Michael J. J. Doody (born September 29, 1936) is a Canadian politician, who served as mayor of Timmins, Ontario from 1977 to 1980.

==Early life==
In 1959, Doody moved from his hometown of Val d'Or, Quebec to Timmins to work at CKGB-FM. In 1974, Doody began working at CFCL-TV and hosted a talk and current affairs show, Midday.

==Municipal politics==
Doody was elected as a town councillor in 1970. He then ran for Mayor in 1976, defeating incumbent, Leo Del Villano, and served in this position from 1977 to 1980; two terms of office. He then exited politics until 1985, when he was elected as a councillor and remained in this position until 1996.

In 2005, Councillor Yves Malette left council and the mayor and city council asked Doody to step in for his ward. He was subsequently re-elected as a councillor in the 2006 municipal election, and retained this office in the 2010 municipal election.

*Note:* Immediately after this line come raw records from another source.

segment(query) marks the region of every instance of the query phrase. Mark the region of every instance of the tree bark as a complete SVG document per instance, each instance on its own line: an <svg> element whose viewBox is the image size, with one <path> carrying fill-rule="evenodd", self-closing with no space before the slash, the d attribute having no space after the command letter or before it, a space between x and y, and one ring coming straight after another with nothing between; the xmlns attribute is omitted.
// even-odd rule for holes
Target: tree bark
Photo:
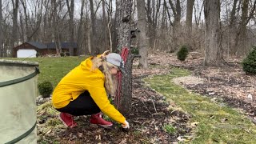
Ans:
<svg viewBox="0 0 256 144"><path fill-rule="evenodd" d="M138 48L141 58L139 58L139 66L144 68L148 67L147 61L147 39L146 37L146 10L145 10L145 1L137 0L137 10L138 10Z"/></svg>
<svg viewBox="0 0 256 144"><path fill-rule="evenodd" d="M105 0L102 0L102 18L103 18L103 23L102 23L102 34L104 36L104 47L103 47L103 51L109 50L109 45L107 42L108 38L107 38L107 32L106 32L106 3Z"/></svg>
<svg viewBox="0 0 256 144"><path fill-rule="evenodd" d="M94 14L94 1L90 0L90 20L91 20L91 34L90 34L90 47L91 54L95 55L99 54L99 48L96 43L96 15Z"/></svg>
<svg viewBox="0 0 256 144"><path fill-rule="evenodd" d="M70 0L70 1L66 0L66 6L67 10L69 12L69 28L70 28L70 42L74 42L74 0ZM73 46L70 46L69 47L69 52L71 56L74 55L74 47Z"/></svg>
<svg viewBox="0 0 256 144"><path fill-rule="evenodd" d="M241 23L239 25L237 38L235 40L236 55L239 56L246 54L247 39L246 22L248 18L248 5L249 0L242 1Z"/></svg>
<svg viewBox="0 0 256 144"><path fill-rule="evenodd" d="M12 28L12 40L11 40L11 49L10 54L13 54L14 48L16 46L17 38L18 38L18 2L19 0L12 0L13 4L13 28Z"/></svg>
<svg viewBox="0 0 256 144"><path fill-rule="evenodd" d="M204 5L206 21L205 66L218 66L223 60L220 26L220 1L206 0Z"/></svg>
<svg viewBox="0 0 256 144"><path fill-rule="evenodd" d="M82 28L82 21L83 21L83 9L85 6L85 0L82 0L82 5L81 5L81 10L80 10L80 20L79 20L79 26L78 26L78 48L77 52L78 54L80 55L82 54L82 39L84 36L82 34L82 30L84 30Z"/></svg>
<svg viewBox="0 0 256 144"><path fill-rule="evenodd" d="M2 10L2 0L0 0L0 10ZM2 38L3 38L3 34L2 34L2 10L0 11L0 58L3 57L3 47L2 47Z"/></svg>
<svg viewBox="0 0 256 144"><path fill-rule="evenodd" d="M171 0L169 0L169 3L170 5L171 10L174 15L174 27L173 27L173 46L174 49L177 49L178 46L178 37L180 32L181 28L181 17L182 17L182 7L180 0L176 1L176 6L174 5Z"/></svg>
<svg viewBox="0 0 256 144"><path fill-rule="evenodd" d="M194 0L186 1L186 34L190 34L192 31L192 15L193 15L194 2Z"/></svg>
<svg viewBox="0 0 256 144"><path fill-rule="evenodd" d="M119 54L125 47L129 50L125 63L127 75L122 74L122 76L120 105L118 106L118 109L124 115L128 115L132 98L132 57L130 50L132 1L118 0L116 5L118 50Z"/></svg>

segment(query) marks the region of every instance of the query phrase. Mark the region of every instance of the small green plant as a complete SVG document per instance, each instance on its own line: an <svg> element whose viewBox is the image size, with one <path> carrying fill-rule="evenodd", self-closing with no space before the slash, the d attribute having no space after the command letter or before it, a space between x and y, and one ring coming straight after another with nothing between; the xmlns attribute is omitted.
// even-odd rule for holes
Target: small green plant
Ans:
<svg viewBox="0 0 256 144"><path fill-rule="evenodd" d="M189 49L187 46L183 45L177 53L177 58L183 62L185 61L188 54L189 54Z"/></svg>
<svg viewBox="0 0 256 144"><path fill-rule="evenodd" d="M41 54L40 54L40 53L38 53L38 52L37 52L37 54L35 54L35 56L36 56L37 58L38 58L38 57L40 57L40 56L41 56Z"/></svg>
<svg viewBox="0 0 256 144"><path fill-rule="evenodd" d="M61 55L61 57L64 57L65 56L65 53L63 53L63 52L61 52L59 54Z"/></svg>
<svg viewBox="0 0 256 144"><path fill-rule="evenodd" d="M42 82L38 84L38 90L42 98L49 98L53 92L53 85L50 82Z"/></svg>
<svg viewBox="0 0 256 144"><path fill-rule="evenodd" d="M131 49L131 54L138 54L139 52L138 52L138 49L137 47L133 47Z"/></svg>
<svg viewBox="0 0 256 144"><path fill-rule="evenodd" d="M256 74L256 46L253 46L252 50L242 62L242 70L250 74Z"/></svg>
<svg viewBox="0 0 256 144"><path fill-rule="evenodd" d="M66 52L65 54L66 54L66 56L70 56L70 52Z"/></svg>
<svg viewBox="0 0 256 144"><path fill-rule="evenodd" d="M174 134L176 132L175 127L174 127L171 125L166 124L166 125L164 125L163 128L166 131L166 133L168 133L170 134Z"/></svg>

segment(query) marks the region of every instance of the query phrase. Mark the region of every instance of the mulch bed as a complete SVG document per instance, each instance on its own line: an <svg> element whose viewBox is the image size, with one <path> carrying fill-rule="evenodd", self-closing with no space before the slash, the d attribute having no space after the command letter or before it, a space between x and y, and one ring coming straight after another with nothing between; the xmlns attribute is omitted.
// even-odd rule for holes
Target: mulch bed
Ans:
<svg viewBox="0 0 256 144"><path fill-rule="evenodd" d="M135 66L136 63L138 60L135 59ZM79 125L76 128L53 130L42 135L44 142L54 143L55 140L60 143L178 143L183 136L191 134L191 126L187 124L190 115L170 109L162 95L146 87L141 81L147 76L167 74L172 66L188 69L193 75L204 79L204 84L182 84L188 90L212 98L222 98L222 102L241 108L252 120L256 119L255 100L247 98L250 94L256 99L255 76L244 74L238 62L230 62L222 67L205 67L200 58L181 62L174 54L153 54L149 55L149 63L164 68L159 70L153 66L145 70L134 66L131 110L127 117L130 125L129 130L122 129L117 123L110 129L91 125L90 118L85 116L75 118ZM175 131L167 133L163 128L166 124L173 126Z"/></svg>

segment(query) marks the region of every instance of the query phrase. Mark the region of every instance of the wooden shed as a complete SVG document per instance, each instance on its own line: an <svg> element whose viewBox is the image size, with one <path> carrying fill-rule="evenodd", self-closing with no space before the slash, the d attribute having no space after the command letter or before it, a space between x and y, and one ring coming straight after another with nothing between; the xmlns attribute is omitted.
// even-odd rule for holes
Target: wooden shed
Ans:
<svg viewBox="0 0 256 144"><path fill-rule="evenodd" d="M74 49L74 55L77 55L77 43L61 42L62 52L69 52L70 48ZM40 55L55 54L55 42L42 43L38 42L26 42L14 48L13 57L14 58L34 58L37 54Z"/></svg>

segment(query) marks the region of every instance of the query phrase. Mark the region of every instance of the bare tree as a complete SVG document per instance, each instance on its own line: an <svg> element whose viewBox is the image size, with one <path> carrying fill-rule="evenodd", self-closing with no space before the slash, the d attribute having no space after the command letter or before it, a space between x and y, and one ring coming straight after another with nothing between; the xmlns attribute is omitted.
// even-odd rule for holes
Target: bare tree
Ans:
<svg viewBox="0 0 256 144"><path fill-rule="evenodd" d="M204 65L218 66L224 61L219 21L220 0L206 0L204 12L206 21Z"/></svg>
<svg viewBox="0 0 256 144"><path fill-rule="evenodd" d="M176 0L175 5L173 3L172 0L169 0L170 8L174 15L174 27L173 27L173 45L174 50L178 46L178 33L181 30L181 17L182 17L182 7L180 0Z"/></svg>
<svg viewBox="0 0 256 144"><path fill-rule="evenodd" d="M82 24L83 24L83 9L85 6L86 1L82 0L81 1L82 5L81 5L81 10L80 10L80 20L79 20L79 26L78 26L78 54L80 55L82 53L82 39L83 39L83 35L82 34L82 30L84 30L82 28Z"/></svg>
<svg viewBox="0 0 256 144"><path fill-rule="evenodd" d="M13 53L13 49L16 46L18 42L18 2L19 0L12 0L13 5L13 28L12 28L12 42L11 42L11 48L10 54Z"/></svg>
<svg viewBox="0 0 256 144"><path fill-rule="evenodd" d="M107 3L106 3L107 4ZM109 34L109 42L110 51L113 51L113 42L112 42L112 34L111 34L111 27L112 27L112 13L113 13L113 7L112 7L112 0L107 4L107 14L108 14L108 22L107 22L107 30Z"/></svg>
<svg viewBox="0 0 256 144"><path fill-rule="evenodd" d="M138 34L138 46L139 50L139 66L144 68L148 67L147 61L147 39L146 37L146 10L145 1L137 0L137 10L138 10L138 29L139 30Z"/></svg>
<svg viewBox="0 0 256 144"><path fill-rule="evenodd" d="M70 0L70 1L66 0L67 10L70 16L69 20L69 28L70 28L70 42L74 42L74 0ZM73 46L70 46L69 51L70 55L74 55L74 47Z"/></svg>
<svg viewBox="0 0 256 144"><path fill-rule="evenodd" d="M123 50L128 49L126 51L127 57L125 58L125 70L127 75L122 77L122 88L120 94L120 105L118 109L122 114L127 115L130 109L131 96L132 96L132 58L130 51L130 22L131 22L131 10L132 1L118 0L116 2L117 13L117 31L118 31L118 50L122 54ZM120 83L119 83L120 85Z"/></svg>
<svg viewBox="0 0 256 144"><path fill-rule="evenodd" d="M192 15L193 15L193 6L194 0L186 1L186 34L191 34L192 30Z"/></svg>
<svg viewBox="0 0 256 144"><path fill-rule="evenodd" d="M109 50L108 48L108 38L107 38L107 32L106 32L106 2L105 0L102 0L102 19L103 19L103 23L102 23L102 35L103 35L103 39L104 39L104 46L103 50Z"/></svg>
<svg viewBox="0 0 256 144"><path fill-rule="evenodd" d="M96 44L96 14L94 13L94 1L90 0L90 21L91 21L91 34L90 34L90 46L93 49L91 54L99 54L99 49Z"/></svg>
<svg viewBox="0 0 256 144"><path fill-rule="evenodd" d="M0 57L3 57L3 47L2 47L2 38L3 38L3 34L2 34L2 0L0 0Z"/></svg>

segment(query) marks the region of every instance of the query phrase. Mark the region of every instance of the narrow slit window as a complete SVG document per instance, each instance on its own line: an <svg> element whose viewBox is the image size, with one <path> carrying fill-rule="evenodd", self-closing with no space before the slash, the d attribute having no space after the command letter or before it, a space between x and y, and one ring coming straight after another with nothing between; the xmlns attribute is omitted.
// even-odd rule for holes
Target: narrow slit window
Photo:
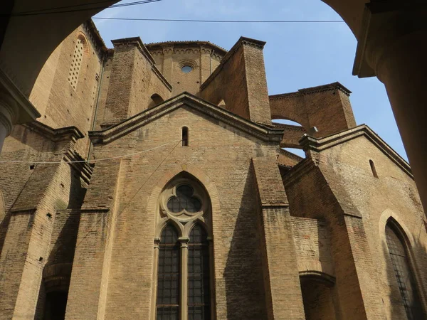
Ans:
<svg viewBox="0 0 427 320"><path fill-rule="evenodd" d="M178 233L167 225L160 237L157 274L157 320L179 319L180 249Z"/></svg>
<svg viewBox="0 0 427 320"><path fill-rule="evenodd" d="M372 175L375 178L378 178L378 174L376 174L376 169L375 169L375 164L372 160L369 160L369 165L371 166L371 170L372 171Z"/></svg>
<svg viewBox="0 0 427 320"><path fill-rule="evenodd" d="M201 225L196 224L189 242L189 320L211 319L209 242Z"/></svg>
<svg viewBox="0 0 427 320"><path fill-rule="evenodd" d="M189 145L189 128L186 127L182 127L181 146L186 146Z"/></svg>
<svg viewBox="0 0 427 320"><path fill-rule="evenodd" d="M408 320L425 319L405 245L390 223L386 225L386 239L401 298L401 303L405 308Z"/></svg>

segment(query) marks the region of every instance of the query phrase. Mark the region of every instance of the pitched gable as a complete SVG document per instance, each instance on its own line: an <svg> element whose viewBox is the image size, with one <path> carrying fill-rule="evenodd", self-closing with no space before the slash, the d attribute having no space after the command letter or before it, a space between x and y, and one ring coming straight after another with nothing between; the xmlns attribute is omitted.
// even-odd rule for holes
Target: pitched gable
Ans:
<svg viewBox="0 0 427 320"><path fill-rule="evenodd" d="M279 144L283 135L283 130L281 129L251 122L193 95L183 92L110 128L90 132L89 137L93 143L109 143L184 106L197 110L209 117L219 120L263 141Z"/></svg>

Doody was re-elected in 2014 to a four-year term. He ran again seeking another four-year term in 2018, but was defeated.

==Provincial politics==

Doody was the Ontario Liberal Party candidate for Timmins—James Bay in the 2003 provincial election, but lost to incumbent MPP Gilles Bisson. He has also served on the boards of the Association of Municipalities of Ontario and the Downtown Timmins Business Improvement Association.